Funded by the European Union - NextGenerationEU under the National Recovery and Resilience Plan (PNRR) - Mission 4 Education and research - Component 2 From research to business - Investment 1.1 Notice Prin 2022 - DD N. 104 del 2/2/2022
We are interested in the effect of the nonlinearities on the emergence of non trivial patterns in several differential models arising in physics and other sciences. Such self organized structures correspond to selected solutions of the differential problem, possessing some special symmetries or shadowing particular shapes. We wish to understand the main analytical mechanisms involved in this process in terms of the common variational structure of the problems . A feature of this project rests indeed in the interchange of attack strategies between different specific applications in the fields of partial differential equations and systems and Hamiltonian systems. There is a remarkable unity in methodology across the different parts of the project. On the other hand, all the proposed issues must be addressed in interdisciplinary spirit and require expertise in several fields of mathematics: variational and topological methods, qualitative and regularity theory for PDE’s and free boundary problems, Morse and Critical Point theory, equivariant topology, geometric measure theory. We intend to address the following strongly interconnected themes:
A. Pattern formation in reaction-diffusion systems, phase separation and optimal partition problems , arising in multispecies and multiagent models. Includes the analysis of the interfaces between the different phases in the presence non local diffusions and interactions.
B. Shape optimization, free boundary problems , including the dynamics of nodal sets and free boundaries in evolutionary problems as well as spectral domain optimization issues.

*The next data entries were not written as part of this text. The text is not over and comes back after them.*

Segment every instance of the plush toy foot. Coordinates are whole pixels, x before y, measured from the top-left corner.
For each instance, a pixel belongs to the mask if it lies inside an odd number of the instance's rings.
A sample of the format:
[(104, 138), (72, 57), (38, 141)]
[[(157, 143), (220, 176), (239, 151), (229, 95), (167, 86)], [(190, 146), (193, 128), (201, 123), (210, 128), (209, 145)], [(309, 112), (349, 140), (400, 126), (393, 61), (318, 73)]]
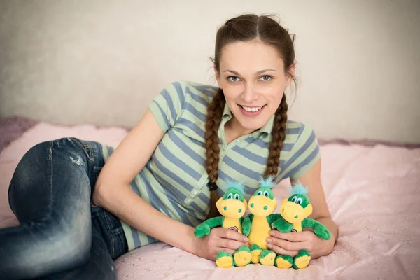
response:
[(210, 227), (208, 225), (202, 223), (194, 230), (194, 234), (197, 237), (202, 237), (204, 235), (210, 234)]
[(251, 250), (245, 245), (240, 246), (233, 254), (233, 260), (237, 267), (244, 267), (249, 265), (251, 258)]
[(233, 257), (225, 251), (220, 251), (216, 258), (216, 265), (218, 267), (229, 268), (233, 265)]
[(279, 268), (290, 268), (293, 265), (293, 258), (288, 255), (279, 255), (274, 264)]
[(293, 268), (295, 270), (302, 270), (306, 268), (311, 261), (311, 255), (306, 250), (300, 250), (298, 255), (293, 260)]
[(271, 250), (264, 250), (260, 255), (260, 263), (262, 265), (274, 265), (276, 253)]
[(260, 263), (260, 255), (262, 249), (258, 245), (253, 245), (251, 246), (251, 253), (252, 254), (252, 263)]

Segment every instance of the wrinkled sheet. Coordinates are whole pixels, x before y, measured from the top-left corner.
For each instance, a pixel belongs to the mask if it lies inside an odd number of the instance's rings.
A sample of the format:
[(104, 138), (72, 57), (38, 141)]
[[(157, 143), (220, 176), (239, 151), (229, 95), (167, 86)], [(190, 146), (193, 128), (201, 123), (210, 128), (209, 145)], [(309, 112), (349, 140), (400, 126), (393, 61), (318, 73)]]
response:
[[(116, 147), (122, 127), (39, 122), (0, 153), (0, 227), (18, 224), (7, 189), (19, 160), (43, 141), (75, 136)], [(118, 279), (420, 279), (420, 148), (377, 144), (321, 146), (321, 179), (340, 229), (334, 251), (302, 270), (250, 265), (220, 269), (214, 262), (158, 243), (115, 261)], [(281, 200), (289, 183), (274, 189)]]

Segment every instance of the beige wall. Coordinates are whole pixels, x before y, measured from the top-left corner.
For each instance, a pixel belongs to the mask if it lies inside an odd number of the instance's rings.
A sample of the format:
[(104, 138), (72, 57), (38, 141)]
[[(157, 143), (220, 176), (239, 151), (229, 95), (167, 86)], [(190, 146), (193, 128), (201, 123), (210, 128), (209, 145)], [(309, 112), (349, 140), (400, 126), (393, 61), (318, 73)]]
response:
[(0, 117), (133, 125), (167, 83), (214, 84), (216, 29), (246, 12), (297, 34), (290, 118), (323, 138), (420, 143), (420, 1), (408, 0), (0, 0)]

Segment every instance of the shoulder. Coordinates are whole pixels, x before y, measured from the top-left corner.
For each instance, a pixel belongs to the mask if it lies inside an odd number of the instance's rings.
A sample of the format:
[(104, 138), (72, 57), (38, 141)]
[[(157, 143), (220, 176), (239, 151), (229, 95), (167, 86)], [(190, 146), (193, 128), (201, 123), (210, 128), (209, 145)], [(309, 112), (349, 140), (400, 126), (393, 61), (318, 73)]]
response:
[(285, 144), (302, 146), (309, 141), (316, 141), (316, 135), (312, 127), (301, 122), (287, 121)]
[(167, 85), (164, 90), (176, 90), (180, 98), (192, 99), (199, 103), (209, 104), (218, 88), (187, 80), (176, 80)]

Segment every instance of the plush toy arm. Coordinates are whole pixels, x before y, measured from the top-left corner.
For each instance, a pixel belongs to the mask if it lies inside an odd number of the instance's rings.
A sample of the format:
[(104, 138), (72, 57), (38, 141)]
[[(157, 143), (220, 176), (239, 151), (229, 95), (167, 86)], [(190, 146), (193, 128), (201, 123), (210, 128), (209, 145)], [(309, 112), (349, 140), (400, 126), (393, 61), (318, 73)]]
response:
[(315, 234), (323, 239), (329, 240), (331, 238), (331, 233), (327, 227), (316, 220), (307, 218), (302, 222), (302, 227), (313, 228)]
[(214, 217), (200, 223), (194, 230), (194, 234), (197, 237), (209, 234), (210, 230), (218, 225), (222, 225), (224, 219), (225, 217)]
[(251, 231), (251, 218), (249, 216), (246, 218), (241, 218), (241, 225), (242, 225), (242, 234), (247, 237)]
[(280, 216), (280, 218), (272, 223), (272, 227), (281, 232), (290, 232), (293, 229), (293, 224)]
[(269, 225), (271, 225), (281, 217), (279, 214), (271, 214), (267, 216), (267, 221)]

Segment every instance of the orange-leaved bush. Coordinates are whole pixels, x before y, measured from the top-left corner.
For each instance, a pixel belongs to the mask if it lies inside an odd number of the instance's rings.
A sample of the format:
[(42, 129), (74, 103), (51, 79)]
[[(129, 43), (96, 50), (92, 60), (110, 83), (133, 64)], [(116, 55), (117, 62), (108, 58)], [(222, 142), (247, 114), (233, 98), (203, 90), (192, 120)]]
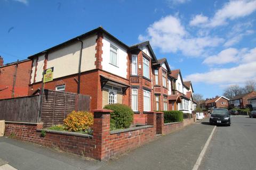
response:
[(63, 121), (65, 129), (71, 132), (84, 132), (93, 125), (91, 113), (73, 111)]

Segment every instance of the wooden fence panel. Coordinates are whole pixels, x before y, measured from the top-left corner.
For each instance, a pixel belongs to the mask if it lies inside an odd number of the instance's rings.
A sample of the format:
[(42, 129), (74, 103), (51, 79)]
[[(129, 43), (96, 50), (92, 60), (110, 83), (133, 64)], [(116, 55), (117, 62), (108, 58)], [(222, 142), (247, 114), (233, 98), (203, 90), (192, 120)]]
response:
[(39, 96), (0, 100), (0, 120), (37, 122), (39, 101)]

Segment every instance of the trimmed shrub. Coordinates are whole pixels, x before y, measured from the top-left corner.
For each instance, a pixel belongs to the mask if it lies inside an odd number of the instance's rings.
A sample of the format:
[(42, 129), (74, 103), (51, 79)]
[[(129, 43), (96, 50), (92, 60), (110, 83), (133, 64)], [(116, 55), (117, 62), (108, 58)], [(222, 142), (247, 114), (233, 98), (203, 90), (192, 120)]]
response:
[(91, 113), (73, 111), (63, 121), (65, 130), (71, 132), (84, 132), (93, 125)]
[(133, 120), (133, 111), (130, 107), (120, 104), (108, 105), (105, 109), (113, 110), (110, 113), (110, 130), (128, 128)]
[(179, 110), (161, 111), (164, 113), (164, 123), (182, 122), (183, 112)]

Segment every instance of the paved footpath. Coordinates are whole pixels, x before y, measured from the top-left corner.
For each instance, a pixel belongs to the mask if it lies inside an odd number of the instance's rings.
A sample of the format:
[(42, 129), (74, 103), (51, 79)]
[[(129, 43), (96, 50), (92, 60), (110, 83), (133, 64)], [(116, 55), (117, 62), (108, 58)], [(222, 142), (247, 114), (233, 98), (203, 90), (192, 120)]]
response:
[[(208, 122), (208, 119), (203, 121)], [(89, 160), (31, 143), (0, 137), (0, 158), (18, 170), (191, 170), (213, 128), (206, 122), (197, 122), (107, 162)]]
[(232, 116), (217, 126), (199, 169), (256, 169), (256, 118)]

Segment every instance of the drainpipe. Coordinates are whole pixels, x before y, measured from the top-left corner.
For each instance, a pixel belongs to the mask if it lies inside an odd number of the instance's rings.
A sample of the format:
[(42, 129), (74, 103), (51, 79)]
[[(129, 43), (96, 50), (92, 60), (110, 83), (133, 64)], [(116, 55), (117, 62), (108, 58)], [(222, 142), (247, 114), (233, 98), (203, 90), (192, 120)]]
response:
[(83, 50), (83, 42), (79, 38), (77, 38), (77, 40), (81, 42), (81, 48), (80, 49), (80, 56), (79, 57), (79, 65), (78, 65), (78, 80), (77, 84), (77, 94), (80, 94), (80, 77), (81, 76), (81, 60), (82, 60), (82, 52)]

C. Complex solutions in Celestial Mechanics and Hamiltonian PDEs , where we seek solutions with prescribed behavior to the N-body problem and study their stability properties, with the final intent of detecting the occurrence of controlled chaos. The same paradigms will be applied to the search of entire solutions of several classes of PDEs.
D. Complex domains and their effects on solutions to linear and nonlinear equations. We focus on the effects of global geometrical and topological properties, as well as on more local facts, like unique continuation and boundary effects.
E. Geometric Variational problems and concentration phenomena , as they appear in Prescribed curvature problems, Conformal Geometry, Mathematical Physics and in the study Partial Differential Equations and systems when critical nonlinearities occur or, for some limit values of a parameter, special solutions exhibiting a singular limiting behaviour appear.